Je repense aussi à un portrait de Nathalie Petrowski, sur Éric Duhaime et Nathalie Normandeau, qui s’étonnait presque que le polémiste soit, dans la vie, un homme courtois qui mange de la salade. Et le public aussi s’en étonnait tout autant. Comme si c’était incompatible.

Encore ce matin, je lisais Martineau dire aimer être dur et acerbe dans ses chroniques, mais qu’il peut pleurer pendant Titanic. Comme si l’un empêchait l’autre.

C’est une étrange manie de toujours tout mettre dans un seul bloc. Ou penser qu’un bon comportement garantit de bons principes ailleurs.

Tu peux être un bon gars, prendre soin de tes enfants, être réellement présent pour eux, attentionné, et quand même être raciste.

Tu peux être un bon gars, toujours au service de l’autre, galant, généreux, et quand même alimenter la culture du viol.

Tu peux être un bon gars, romantique, d’une douceur et d’une grande serviabilité avec ta femme, et quand même penser que les femmes n’ont pas leur place à la direction d’entreprise ou d’un ministère.

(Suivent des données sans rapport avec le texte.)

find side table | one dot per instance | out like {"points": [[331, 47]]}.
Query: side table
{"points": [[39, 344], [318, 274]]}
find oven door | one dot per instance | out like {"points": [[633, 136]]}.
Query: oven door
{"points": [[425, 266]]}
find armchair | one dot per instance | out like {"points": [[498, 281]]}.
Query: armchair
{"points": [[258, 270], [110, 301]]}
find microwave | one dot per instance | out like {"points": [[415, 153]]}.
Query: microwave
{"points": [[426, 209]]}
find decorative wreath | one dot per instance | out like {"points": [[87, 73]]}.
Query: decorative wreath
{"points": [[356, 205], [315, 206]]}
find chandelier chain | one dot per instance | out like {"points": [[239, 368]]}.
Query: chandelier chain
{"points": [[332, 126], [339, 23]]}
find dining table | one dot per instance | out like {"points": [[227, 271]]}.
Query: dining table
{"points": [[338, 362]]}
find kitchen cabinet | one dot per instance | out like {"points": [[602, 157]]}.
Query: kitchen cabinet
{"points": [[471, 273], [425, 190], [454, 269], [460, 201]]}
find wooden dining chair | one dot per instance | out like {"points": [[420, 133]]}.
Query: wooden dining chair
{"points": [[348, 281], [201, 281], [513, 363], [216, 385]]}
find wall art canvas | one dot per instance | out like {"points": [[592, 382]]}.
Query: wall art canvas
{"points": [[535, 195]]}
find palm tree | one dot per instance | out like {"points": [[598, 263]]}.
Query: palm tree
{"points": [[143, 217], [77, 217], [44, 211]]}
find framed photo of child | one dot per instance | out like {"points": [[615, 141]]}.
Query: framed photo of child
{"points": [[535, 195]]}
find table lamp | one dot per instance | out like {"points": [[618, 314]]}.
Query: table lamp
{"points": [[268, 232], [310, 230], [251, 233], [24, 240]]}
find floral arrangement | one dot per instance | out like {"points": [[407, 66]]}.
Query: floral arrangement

Tu peux être un bon gars, présent pour aider les collègues au bureau ou les camarades de classe, et quand même cracher sur les BS.

Tu peux être un bon gars, être présent dans des manifestations contre la pauvreté, et quand même être un pollueur n’ayant aucune conscience environnementale.

Tu peux être un bon gars, environnementaliste convaincu, protecteur de la nature, et quand même être violent dans tes relations de couples.

Je pourrais continuer longtemps comme ça.

C’est si simple. On peut être un bon gars et quand même faire des erreurs. Ou être maladroit. Ou être mal informé. Ou ne pas avoir le bon argument. Ou être cave. On peut même être un bon gars et ne pas recevoir d’amour quand même. On peut être un imbécile et être adulé quand même.

Être une bonne personne, c’est un principe, une direction que l’on se donne dans nos comportements, dans nos valeurs, mais ça ne garantit rien.

Et c’est très subjectif, «être un bon gars»…

Plus encore, tu peux être une bonne personne et ne rien comprendre de la société. Et tu peux tout comprendre et être une ou un trou du cul quand même.

Imaginons après une énième défaite du Canadien que l’entraîneur, Claude Julien, réponde à critique : «Ouin, mais je suis un bon gars, me semble?» On verrait l’impertinence de sa question. L’effet devrait être le même dans les enjeux de racisme, de sexisme, de pauvreté et autres. Et on l’oublie trop souvent.

Je ne dis pas que ça ne donne rien d’être une bonne personne. Au contraire. Ça devrait être un cap à prendre. Mais ça ne vient avec aucune garantie, aucune médaille. Encore plus lorsqu’on parle de problèmes systémiques.